Vous souvenez-vous de l’affaire Shafia? C’était le 30 juin 2009. Quatre femmes, dont trois sœurs, étaient retrouvées mortes dans le canal de Kingston, en Ontario. Les Shafia habitaient Montréal. Avant de mourir, les trois sœurs avaient demandé de l’aide à plusieurs organismes, plus d’une fois, parce qu’elles craignaient pour leur vie. Sans résultat. Elles étaient, comme on l’a dit par la suite, passées sous le radar.
Une nouvelle affaire Shafia est-elle possible au Québec aujourd’hui? C’est la grande question que pose la réalisatrice et productrice Raymonde Provencher dans son nouveau film-documentaire Déchirements, présenté à Télé-Québec le mercredi 25 octobre à 20 h.
C’est un fait avéré : chaque année, des Québécoises appartenant à certaines communautés culturelles sont obligées par leurs parents à contracter un mariage qu’elles ne souhaitent pas. Les victimes de mariage forcé sont généralement jeunes et beaucoup sont encore aux études. La famille profite souvent des vacances scolaires pour retourner dans le pays d’origine et organiser les noces, que ces adolescentes mineures encore sous l’autorité paternelle ne peuvent refuser.
« La problématique de la violence basée sur l’honneur est un sujet tabou! […] Il ne faut pas se leurrer : il y a des mariages forcés qui ont lieu ici, au Québec. On a probablement encore beaucoup de difficulté à accepter cette réalité-là, mais il faut nommer un chat, un chat! » nous confirme Maud Pontel, coordonnatrice au Bouclier d’Athéna, un organisme sans but lucratif qui vient en aide aux femmes victimes de violence conjugale et familiale depuis 25 ans.

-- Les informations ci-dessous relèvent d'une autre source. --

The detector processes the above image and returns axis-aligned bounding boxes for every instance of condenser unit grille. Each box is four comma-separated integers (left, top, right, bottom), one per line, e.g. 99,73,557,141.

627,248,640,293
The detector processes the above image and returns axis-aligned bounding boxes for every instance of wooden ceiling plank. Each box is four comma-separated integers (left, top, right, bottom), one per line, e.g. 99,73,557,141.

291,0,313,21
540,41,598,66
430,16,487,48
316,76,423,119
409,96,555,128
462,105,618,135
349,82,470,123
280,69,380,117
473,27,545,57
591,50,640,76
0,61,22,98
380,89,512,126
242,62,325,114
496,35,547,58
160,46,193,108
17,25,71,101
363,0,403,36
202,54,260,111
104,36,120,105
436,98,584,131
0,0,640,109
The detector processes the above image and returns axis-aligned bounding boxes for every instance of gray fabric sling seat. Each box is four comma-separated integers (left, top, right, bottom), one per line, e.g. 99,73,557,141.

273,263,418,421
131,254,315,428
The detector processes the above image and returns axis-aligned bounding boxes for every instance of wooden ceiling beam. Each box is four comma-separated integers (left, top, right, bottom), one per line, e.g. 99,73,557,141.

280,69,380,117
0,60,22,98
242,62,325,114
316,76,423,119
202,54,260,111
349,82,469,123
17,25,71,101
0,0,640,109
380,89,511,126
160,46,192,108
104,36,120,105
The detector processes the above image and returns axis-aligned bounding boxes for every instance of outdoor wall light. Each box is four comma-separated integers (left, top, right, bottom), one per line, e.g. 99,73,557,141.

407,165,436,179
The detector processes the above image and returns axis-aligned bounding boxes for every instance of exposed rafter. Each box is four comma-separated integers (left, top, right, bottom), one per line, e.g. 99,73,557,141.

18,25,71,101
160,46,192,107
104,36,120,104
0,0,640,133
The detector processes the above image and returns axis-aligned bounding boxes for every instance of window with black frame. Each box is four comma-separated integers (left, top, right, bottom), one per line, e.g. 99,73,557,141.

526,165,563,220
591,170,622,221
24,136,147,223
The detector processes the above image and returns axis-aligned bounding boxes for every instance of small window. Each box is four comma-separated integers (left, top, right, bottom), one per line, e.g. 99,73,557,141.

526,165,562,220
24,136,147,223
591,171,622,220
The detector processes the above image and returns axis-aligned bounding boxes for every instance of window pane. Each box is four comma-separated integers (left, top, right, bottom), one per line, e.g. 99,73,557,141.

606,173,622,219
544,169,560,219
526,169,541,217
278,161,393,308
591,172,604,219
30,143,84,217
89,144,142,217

Pour ces jeunes filles, la famille est une valeur fondamentale et elles dépendent financièrement de leurs parents. Elles ont souvent un réseau social peu développé à l’extérieur de la famille… et elles ne sont pas habituées à se rebeller. Tiraillées entre deux systèmes de valeurs – celui de leur famille, qui ne répond pas à leurs aspirations, et celui de la communauté qui les accueille, trop permissif selon leurs parents –, elles cherchent à affirmer leur identité au prix de liens importants qu’elles doivent parfois rompre pour leur propre sécurité. Mais comment ces jeunes filles peuvent-elles faire respecter leurs droits garantis par la Charte des droits et libertés de la personne?